Ensuite, le Secrétaire général de l’ONU, António Guterres, est monté sur le podium avec un message ferme et direct : « Nous sommes en train de creuser notre propre tombe », a-t-il prévenu, faisant référence à l'addiction aux énergies fossiles qui menacent de pousser l'humanité et la planète au bord du gouffre, à cause d'un réchauffement planétaire intenable.

« Les six années qui se sont écoulées depuis l’Accord de Paris sur le climat ont été les six années les plus chaudes jamais enregistrées. Notre addiction aux énergies fossiles conduit l’humanité tout droit vers l’abîme. Le choix est simple : soit nous y mettons fin, soit c’est elle qui nous fera disparaître », a-t-il ajouté.

António Guterres a rappelé que le niveau des mers monte deux fois plus vite qu’il y a 30 ans, que les océans sont plus chauds que jamais et que certaines parties de la forêt amazonienne émettent désormais plus de carbone qu'elles n'en absorbent.

« Les annonces faites récemment en faveur du climat pourraient laisser croire que nous sommes en passe de renverser la situation. Il n’en est rien », a-t-il déclaré, se référant au dernier rapport sur les plans nationaux de réduction des émissions de gaz à effet de serre, connus sous le nom de CDN, qui indique que même s'il est pleinement atteint, le résultat condamnerait toujours le monde à une augmentation « catastrophique » de 2,7 degrés Celsius.

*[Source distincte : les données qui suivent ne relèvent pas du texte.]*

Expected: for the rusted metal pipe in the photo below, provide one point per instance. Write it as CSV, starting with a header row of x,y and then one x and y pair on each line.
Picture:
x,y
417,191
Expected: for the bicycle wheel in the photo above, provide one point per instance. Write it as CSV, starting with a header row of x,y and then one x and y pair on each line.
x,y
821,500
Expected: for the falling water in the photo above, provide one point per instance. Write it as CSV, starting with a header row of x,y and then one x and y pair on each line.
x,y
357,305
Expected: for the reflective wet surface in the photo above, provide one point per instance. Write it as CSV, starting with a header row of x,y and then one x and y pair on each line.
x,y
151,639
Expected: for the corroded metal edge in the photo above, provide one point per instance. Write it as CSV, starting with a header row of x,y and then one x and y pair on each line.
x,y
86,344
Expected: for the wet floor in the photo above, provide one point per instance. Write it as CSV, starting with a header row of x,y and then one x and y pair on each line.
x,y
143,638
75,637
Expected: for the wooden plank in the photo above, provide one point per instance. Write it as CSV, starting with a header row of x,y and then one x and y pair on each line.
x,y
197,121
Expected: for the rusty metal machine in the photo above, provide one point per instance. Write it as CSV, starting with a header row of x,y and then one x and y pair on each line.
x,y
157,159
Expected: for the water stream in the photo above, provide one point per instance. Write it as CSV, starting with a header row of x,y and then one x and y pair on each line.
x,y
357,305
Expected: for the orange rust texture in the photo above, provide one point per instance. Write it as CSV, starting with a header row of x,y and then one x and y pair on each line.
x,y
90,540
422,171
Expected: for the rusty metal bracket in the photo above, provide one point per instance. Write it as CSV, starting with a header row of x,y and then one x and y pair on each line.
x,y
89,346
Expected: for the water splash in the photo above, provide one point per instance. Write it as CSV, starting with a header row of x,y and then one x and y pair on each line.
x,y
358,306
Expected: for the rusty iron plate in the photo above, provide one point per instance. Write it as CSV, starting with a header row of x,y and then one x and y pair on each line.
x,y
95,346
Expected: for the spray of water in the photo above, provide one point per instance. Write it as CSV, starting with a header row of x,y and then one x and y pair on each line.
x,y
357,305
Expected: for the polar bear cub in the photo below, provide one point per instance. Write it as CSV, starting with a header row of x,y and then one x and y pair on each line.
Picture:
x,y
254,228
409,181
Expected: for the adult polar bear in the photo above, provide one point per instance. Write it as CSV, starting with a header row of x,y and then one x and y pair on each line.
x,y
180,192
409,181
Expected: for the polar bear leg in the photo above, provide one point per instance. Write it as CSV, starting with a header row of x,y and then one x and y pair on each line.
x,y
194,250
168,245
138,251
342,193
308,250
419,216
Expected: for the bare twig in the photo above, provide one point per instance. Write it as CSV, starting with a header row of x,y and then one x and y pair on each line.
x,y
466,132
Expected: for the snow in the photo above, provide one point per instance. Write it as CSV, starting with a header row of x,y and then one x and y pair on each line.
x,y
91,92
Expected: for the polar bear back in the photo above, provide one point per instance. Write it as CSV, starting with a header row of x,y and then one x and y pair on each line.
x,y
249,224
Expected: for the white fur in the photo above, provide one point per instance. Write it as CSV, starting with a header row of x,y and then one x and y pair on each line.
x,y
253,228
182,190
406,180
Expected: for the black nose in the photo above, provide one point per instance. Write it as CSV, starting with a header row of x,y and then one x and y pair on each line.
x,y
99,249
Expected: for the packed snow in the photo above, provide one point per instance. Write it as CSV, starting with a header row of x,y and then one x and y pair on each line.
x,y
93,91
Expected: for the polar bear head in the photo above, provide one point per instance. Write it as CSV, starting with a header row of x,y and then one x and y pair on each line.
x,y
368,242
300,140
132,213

« Quand bien même les engagements pris récemment seraient clairs et crédibles – et certains d’entre eux posent question –, nous n’en courons pas moins à la catastrophe climatique. C’est pourquoi, alors que s’ouvre cette conférence sur le climat tant attendue, nous courons tout droit à la catastrophe », a-t-il souligné.

Le chef de l'ONU a appelé à une plus grande ambition en matière d'atténuation et à des actions concrètes immédiates pour réduire les émissions mondiales de 45% d'ici 2030 ; un effort qui devrait être mené par les pays développés.

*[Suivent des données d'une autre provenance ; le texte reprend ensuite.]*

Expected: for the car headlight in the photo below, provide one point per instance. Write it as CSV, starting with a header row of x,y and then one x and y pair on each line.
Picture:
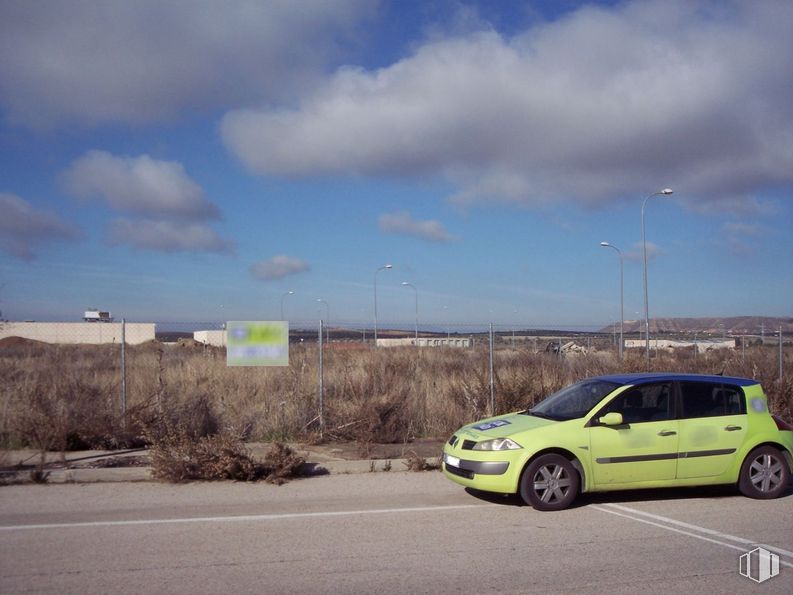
x,y
497,444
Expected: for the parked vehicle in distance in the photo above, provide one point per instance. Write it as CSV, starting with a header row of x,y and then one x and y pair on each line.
x,y
626,432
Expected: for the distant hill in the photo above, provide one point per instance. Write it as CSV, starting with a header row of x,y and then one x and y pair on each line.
x,y
749,325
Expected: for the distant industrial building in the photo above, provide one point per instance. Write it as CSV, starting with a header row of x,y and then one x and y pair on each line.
x,y
426,342
670,344
214,338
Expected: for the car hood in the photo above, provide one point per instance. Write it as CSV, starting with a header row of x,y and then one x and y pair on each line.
x,y
503,426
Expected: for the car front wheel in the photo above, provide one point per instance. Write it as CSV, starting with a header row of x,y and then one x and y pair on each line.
x,y
550,482
764,474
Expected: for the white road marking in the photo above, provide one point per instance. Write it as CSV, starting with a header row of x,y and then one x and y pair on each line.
x,y
242,518
692,530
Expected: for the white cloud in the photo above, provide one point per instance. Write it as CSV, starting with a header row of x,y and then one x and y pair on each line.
x,y
605,103
119,61
139,185
23,228
403,224
166,236
278,267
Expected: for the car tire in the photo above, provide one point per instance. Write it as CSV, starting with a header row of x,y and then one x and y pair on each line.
x,y
764,474
549,482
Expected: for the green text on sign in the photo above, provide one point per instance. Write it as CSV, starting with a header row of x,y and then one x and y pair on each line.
x,y
257,343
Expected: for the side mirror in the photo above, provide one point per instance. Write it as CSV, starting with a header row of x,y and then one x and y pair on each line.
x,y
611,419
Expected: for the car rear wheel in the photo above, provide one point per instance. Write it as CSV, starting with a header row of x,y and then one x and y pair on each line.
x,y
764,474
550,482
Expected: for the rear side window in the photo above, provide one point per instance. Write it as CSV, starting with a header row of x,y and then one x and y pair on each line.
x,y
707,399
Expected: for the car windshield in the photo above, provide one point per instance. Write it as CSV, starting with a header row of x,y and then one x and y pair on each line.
x,y
573,401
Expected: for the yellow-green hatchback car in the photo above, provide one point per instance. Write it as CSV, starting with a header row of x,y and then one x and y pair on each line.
x,y
626,432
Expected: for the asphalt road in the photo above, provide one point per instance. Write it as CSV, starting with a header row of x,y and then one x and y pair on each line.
x,y
379,533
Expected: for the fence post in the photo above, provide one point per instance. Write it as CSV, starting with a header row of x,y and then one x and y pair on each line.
x,y
321,384
492,377
781,358
123,373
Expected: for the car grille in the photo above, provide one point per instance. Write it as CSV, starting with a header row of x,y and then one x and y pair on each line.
x,y
461,472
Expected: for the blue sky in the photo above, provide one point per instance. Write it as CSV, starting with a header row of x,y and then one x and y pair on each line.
x,y
194,161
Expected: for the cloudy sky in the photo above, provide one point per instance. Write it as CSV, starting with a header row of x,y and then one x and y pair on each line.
x,y
196,160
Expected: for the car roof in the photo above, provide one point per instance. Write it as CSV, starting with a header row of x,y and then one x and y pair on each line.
x,y
644,378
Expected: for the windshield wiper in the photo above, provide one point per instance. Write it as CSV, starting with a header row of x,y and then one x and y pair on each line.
x,y
540,414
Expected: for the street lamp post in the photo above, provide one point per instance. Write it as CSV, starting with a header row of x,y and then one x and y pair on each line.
x,y
622,293
327,320
382,268
282,302
416,291
664,192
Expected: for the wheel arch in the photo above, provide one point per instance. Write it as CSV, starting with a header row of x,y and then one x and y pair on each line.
x,y
786,454
566,454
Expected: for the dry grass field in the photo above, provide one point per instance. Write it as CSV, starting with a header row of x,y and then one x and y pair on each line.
x,y
59,397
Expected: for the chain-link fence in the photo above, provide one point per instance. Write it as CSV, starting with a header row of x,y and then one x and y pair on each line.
x,y
95,384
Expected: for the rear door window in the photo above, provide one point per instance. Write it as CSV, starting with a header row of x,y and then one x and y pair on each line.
x,y
709,399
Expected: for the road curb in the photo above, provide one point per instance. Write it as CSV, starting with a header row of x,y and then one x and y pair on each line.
x,y
141,474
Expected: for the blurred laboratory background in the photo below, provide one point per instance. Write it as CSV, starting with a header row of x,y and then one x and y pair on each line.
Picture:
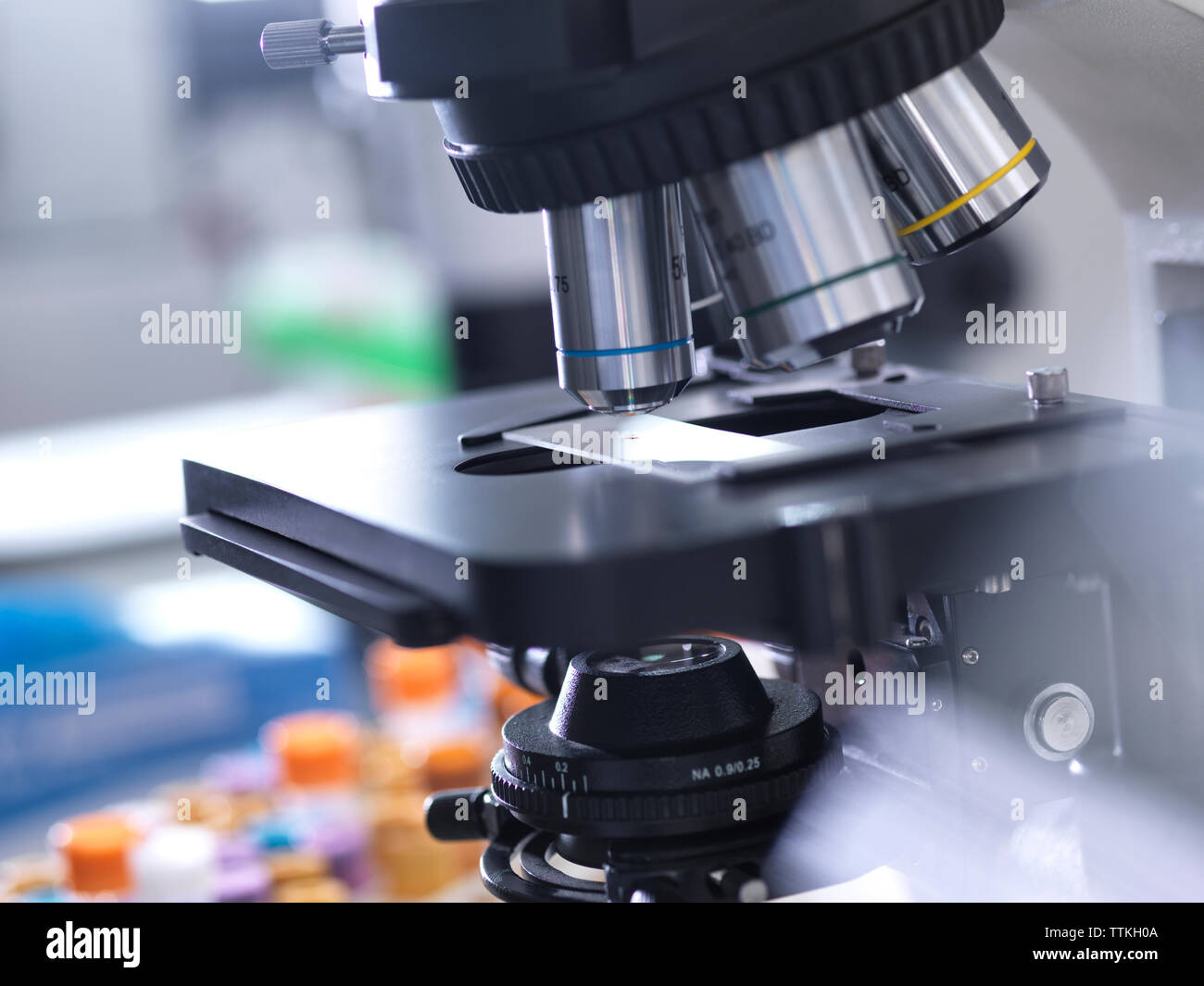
x,y
148,157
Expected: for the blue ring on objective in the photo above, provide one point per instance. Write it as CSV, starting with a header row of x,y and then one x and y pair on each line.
x,y
651,348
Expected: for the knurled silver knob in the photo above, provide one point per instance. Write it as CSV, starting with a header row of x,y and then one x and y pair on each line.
x,y
305,44
1047,384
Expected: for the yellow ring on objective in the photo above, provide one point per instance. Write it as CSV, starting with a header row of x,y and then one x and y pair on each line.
x,y
961,200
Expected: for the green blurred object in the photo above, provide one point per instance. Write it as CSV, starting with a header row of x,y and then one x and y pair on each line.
x,y
362,307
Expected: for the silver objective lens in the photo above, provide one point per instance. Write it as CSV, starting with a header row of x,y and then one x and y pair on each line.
x,y
621,300
807,267
955,157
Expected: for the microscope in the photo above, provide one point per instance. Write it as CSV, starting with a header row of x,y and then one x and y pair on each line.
x,y
801,618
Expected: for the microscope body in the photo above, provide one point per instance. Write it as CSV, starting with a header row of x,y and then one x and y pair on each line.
x,y
967,598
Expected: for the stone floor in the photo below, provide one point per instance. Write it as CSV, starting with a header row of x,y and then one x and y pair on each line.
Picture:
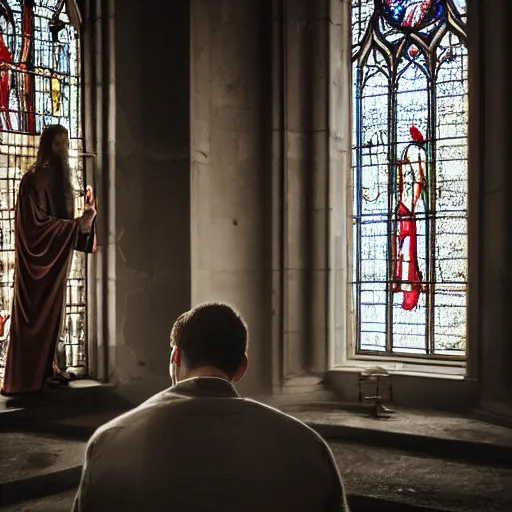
x,y
378,472
416,458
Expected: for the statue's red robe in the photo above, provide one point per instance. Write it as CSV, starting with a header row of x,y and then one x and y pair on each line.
x,y
44,244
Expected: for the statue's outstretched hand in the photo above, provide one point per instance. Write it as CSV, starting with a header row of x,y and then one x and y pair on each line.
x,y
90,200
3,321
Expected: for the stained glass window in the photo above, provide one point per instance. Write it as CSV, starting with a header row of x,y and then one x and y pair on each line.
x,y
410,187
39,85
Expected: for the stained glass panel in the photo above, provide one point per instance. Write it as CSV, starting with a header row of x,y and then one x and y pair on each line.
x,y
39,85
410,120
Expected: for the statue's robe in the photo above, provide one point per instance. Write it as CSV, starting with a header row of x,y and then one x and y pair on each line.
x,y
45,235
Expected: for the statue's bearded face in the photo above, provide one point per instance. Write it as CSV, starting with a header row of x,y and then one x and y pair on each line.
x,y
62,176
60,146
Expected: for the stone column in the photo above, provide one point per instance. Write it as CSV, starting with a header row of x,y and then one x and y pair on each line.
x,y
143,180
231,171
305,191
490,158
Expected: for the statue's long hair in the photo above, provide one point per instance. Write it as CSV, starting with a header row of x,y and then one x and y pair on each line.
x,y
58,166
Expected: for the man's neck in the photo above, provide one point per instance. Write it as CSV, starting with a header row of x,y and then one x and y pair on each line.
x,y
206,371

Signalons que l’objectif de la COP26 est de finaliser les règles nécessaires à la mise en œuvre de l'Accord de Paris adopté en 2015. Dans cet accord, tous les pays du monde ont accepté d'intensifier leurs efforts pour tenter de limiter le réchauffement de la planète à 1,5 °C par rapport aux températures préindustrielles. La COP26 est considérée comme la dernière chance de faire de l’Accord de Paris une réalité.